Chaos at the border of criticality

TL;DR

This paper introduces a new mechanism for chaotic attractors in excitable cell models near a bifurcation point, using Poincaré maps to explain complex oscillations and their statistical properties.

Contribution

It presents a novel visual and analytical approach to understanding chaos near a degenerate Andronov-Hopf bifurcation in cell membrane models.

Findings

Chaotic mixed-mode oscillations occur near the border of sub- and supercritical bifurcations.

The Poincaré map exhibits unimodality and boundary layer features.

Predicted statistical properties match numerical experiments.

Abstract

The present paper points out to a novel scenario for formation of chaotic attractors in a class of models of excitable cell membranes near an Andronov-Hopf bifurcation (AHB).
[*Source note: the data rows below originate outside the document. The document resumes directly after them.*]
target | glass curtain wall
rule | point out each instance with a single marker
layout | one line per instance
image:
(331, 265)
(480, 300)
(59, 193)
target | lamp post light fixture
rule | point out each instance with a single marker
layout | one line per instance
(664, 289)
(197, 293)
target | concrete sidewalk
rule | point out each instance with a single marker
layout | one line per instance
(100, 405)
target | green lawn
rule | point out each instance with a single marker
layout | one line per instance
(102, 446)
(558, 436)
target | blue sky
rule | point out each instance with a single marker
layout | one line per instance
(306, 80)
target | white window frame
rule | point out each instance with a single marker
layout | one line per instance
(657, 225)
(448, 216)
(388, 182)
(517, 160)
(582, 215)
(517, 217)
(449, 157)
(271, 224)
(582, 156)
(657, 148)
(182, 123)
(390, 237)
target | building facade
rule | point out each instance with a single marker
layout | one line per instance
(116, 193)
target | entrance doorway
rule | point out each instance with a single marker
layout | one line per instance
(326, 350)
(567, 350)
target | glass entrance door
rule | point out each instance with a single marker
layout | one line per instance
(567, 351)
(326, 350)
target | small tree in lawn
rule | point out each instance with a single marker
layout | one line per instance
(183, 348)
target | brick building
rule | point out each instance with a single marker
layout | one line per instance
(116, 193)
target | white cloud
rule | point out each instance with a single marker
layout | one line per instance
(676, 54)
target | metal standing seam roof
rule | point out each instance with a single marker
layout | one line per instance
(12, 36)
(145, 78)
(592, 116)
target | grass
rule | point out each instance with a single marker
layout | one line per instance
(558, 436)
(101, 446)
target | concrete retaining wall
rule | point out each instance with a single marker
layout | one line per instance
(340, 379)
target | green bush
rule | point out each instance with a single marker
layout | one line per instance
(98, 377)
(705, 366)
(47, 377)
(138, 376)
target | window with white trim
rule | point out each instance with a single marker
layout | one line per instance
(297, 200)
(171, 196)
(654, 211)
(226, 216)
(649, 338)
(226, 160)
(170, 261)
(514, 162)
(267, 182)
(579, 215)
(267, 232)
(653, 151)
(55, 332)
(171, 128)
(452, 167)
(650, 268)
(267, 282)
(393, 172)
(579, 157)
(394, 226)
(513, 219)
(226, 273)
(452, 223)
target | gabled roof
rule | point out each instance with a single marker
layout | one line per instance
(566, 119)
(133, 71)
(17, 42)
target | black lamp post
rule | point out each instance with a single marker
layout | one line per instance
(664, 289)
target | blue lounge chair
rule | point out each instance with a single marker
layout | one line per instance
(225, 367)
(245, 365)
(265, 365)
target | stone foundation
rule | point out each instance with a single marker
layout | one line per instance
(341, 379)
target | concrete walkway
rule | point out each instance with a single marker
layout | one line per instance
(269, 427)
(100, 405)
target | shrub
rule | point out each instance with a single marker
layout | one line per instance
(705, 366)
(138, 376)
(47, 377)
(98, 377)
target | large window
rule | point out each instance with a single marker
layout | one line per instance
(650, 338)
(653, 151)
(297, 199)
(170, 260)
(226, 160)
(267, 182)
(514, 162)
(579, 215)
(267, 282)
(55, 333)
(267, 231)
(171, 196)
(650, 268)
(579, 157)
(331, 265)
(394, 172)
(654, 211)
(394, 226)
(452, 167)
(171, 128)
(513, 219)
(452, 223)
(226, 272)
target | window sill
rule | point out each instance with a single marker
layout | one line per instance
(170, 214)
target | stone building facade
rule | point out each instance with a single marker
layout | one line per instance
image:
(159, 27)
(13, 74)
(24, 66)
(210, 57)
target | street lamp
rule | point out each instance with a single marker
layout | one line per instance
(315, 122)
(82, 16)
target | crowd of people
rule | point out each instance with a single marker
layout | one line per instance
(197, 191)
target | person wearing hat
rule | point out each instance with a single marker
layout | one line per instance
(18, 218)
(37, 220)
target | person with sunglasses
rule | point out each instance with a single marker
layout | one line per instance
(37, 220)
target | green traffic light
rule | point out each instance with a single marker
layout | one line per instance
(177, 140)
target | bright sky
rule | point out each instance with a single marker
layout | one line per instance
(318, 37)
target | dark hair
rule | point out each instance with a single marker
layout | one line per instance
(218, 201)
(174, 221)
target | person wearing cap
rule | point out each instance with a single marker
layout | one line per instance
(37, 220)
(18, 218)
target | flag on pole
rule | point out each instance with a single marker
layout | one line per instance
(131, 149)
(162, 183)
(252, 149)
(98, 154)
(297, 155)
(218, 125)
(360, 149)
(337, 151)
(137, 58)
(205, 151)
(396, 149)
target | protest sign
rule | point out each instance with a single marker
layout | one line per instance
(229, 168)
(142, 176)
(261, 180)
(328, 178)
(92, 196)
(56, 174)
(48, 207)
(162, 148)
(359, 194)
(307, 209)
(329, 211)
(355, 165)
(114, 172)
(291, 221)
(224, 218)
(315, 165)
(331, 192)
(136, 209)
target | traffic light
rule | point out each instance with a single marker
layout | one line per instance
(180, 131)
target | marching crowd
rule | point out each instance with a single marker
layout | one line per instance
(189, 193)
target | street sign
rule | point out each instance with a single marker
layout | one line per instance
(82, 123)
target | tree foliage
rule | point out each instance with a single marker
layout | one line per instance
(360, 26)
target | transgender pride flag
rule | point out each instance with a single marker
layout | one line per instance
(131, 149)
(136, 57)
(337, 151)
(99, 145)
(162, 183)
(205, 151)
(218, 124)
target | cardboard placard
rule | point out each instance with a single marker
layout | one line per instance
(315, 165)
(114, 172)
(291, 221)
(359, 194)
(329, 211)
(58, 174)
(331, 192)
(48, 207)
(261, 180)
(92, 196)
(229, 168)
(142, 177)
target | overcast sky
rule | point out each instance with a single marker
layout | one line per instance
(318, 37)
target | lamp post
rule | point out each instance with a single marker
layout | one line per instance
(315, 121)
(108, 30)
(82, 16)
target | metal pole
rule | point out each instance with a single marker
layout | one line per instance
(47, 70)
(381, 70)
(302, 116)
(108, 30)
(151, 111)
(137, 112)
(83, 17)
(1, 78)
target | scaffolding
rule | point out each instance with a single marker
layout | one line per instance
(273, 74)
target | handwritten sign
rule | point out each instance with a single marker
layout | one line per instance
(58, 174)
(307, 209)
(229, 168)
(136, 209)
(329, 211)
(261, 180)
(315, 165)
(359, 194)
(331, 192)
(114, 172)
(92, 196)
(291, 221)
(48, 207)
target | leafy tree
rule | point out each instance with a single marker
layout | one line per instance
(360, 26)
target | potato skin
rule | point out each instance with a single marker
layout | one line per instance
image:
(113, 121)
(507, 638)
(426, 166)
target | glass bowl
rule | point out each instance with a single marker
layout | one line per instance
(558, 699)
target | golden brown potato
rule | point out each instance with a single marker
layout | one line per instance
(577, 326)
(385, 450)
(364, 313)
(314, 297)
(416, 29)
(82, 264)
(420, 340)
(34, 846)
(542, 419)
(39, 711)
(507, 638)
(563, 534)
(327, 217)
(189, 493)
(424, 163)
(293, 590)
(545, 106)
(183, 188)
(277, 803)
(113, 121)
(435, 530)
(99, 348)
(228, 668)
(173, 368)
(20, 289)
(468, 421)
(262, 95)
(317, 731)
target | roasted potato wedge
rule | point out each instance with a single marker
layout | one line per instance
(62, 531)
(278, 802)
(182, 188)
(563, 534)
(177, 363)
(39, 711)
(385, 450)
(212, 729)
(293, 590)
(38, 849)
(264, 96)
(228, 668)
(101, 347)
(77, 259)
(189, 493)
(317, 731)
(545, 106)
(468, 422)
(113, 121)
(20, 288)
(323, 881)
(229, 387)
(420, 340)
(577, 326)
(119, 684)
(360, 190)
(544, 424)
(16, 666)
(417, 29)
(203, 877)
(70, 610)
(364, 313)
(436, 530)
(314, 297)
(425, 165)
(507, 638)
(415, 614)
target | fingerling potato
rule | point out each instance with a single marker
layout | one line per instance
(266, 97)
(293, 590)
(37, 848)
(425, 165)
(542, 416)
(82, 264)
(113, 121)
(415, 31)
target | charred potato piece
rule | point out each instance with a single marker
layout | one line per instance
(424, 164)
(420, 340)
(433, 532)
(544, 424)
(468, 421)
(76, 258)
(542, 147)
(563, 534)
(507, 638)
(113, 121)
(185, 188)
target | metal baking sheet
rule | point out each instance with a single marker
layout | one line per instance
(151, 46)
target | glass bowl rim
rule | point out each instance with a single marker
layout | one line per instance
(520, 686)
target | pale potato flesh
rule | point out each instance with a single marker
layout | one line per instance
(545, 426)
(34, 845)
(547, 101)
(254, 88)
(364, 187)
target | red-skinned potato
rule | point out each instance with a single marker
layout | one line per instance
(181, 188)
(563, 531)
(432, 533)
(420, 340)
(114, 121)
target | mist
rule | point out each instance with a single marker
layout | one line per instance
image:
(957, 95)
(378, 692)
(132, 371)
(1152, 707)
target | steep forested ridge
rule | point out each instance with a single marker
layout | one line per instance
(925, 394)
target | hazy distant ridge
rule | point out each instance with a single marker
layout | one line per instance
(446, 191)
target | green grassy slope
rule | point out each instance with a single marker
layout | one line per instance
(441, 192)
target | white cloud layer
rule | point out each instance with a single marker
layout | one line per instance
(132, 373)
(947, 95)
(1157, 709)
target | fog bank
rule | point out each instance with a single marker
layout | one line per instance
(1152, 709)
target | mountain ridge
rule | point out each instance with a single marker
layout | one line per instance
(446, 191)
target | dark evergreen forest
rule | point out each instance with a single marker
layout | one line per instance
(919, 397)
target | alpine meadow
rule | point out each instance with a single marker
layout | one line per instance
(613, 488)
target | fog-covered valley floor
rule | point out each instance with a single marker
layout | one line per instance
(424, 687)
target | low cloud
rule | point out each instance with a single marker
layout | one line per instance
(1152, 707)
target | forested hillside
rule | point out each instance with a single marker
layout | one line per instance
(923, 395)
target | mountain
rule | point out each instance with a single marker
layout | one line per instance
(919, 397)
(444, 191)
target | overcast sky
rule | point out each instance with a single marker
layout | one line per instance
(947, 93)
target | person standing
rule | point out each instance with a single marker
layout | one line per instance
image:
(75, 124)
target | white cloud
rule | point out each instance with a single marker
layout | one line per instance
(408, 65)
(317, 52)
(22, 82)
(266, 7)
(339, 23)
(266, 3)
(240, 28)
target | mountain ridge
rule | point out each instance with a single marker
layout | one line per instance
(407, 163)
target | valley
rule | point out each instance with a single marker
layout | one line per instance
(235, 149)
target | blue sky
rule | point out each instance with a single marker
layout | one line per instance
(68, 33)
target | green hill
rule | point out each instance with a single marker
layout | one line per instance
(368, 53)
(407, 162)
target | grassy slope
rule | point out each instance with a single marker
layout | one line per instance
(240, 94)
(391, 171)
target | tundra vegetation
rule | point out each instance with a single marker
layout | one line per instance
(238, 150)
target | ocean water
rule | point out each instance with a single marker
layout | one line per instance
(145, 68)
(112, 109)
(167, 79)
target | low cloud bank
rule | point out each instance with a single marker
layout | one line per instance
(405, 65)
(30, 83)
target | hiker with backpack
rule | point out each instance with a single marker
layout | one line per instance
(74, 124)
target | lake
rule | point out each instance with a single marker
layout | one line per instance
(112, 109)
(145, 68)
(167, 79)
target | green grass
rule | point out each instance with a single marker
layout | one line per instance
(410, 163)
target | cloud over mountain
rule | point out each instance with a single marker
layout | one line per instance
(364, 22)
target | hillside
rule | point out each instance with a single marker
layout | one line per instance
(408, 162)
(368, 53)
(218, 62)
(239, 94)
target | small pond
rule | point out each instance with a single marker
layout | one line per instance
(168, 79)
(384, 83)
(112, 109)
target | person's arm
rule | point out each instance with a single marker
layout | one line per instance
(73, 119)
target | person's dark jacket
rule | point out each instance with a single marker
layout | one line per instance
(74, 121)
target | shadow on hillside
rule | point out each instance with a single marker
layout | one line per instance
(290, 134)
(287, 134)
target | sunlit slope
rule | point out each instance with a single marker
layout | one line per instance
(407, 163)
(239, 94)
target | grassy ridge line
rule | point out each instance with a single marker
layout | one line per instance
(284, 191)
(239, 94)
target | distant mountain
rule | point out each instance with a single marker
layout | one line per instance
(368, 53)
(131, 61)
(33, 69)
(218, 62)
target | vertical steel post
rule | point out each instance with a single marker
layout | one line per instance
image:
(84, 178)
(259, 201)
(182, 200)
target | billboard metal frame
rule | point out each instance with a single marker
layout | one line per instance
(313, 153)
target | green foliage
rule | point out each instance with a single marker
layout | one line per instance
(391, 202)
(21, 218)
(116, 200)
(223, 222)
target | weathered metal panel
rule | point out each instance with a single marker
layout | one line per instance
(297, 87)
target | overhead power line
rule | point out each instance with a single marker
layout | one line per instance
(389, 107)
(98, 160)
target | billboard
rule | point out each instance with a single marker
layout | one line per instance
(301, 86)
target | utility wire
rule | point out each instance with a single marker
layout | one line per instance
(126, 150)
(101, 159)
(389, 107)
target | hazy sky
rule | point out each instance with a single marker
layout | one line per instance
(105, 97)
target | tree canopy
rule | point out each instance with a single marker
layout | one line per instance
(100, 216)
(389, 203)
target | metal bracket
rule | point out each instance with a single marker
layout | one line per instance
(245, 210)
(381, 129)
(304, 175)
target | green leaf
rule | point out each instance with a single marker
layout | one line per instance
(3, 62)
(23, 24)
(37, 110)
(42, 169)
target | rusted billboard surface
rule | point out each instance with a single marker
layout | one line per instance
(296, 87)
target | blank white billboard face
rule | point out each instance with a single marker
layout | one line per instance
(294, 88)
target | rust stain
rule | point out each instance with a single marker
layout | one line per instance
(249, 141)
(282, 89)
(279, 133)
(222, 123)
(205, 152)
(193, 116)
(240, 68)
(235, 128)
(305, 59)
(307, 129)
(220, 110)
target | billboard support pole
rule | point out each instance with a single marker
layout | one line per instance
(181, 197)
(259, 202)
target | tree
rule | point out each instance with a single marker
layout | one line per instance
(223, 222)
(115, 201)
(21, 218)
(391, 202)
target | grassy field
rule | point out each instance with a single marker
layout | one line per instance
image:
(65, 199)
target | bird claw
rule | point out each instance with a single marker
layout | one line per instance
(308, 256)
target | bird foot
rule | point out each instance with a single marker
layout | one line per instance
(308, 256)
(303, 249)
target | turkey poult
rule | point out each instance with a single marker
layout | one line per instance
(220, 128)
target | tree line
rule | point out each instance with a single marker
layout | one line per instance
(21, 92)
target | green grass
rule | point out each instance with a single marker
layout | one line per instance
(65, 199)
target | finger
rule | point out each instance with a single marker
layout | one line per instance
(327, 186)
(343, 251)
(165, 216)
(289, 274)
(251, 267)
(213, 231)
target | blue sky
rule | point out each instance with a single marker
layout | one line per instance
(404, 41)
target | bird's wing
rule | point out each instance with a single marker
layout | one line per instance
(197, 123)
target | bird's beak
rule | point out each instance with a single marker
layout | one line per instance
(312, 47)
The mechanism underlying chaotic dynamics admits a simple and visual description in terms of the families of one-dimensional first-return maps, which are constructed using the combination of asymptotic and numerical techniques. The bifurcation structure of the continuous system (specifically, the proximity to a degenerate AHB) endows the Poincare map with distinct qualitative features such as unimodality and the presence of the boundary layer, where the map is strongly expanding. This structure of the map in turn explains the bifurcation scenarios in the continuous system including chaotic mixed-mode oscillations near the border between the regions of sub- and supercritical AHB. The proposed mechanism yields the statistical properties of the mixed-mode oscillations in this regime. The statistics predicted by the analysis of the Poincare map and those observed in the numerical experiments of the continuous system show a very good agreement.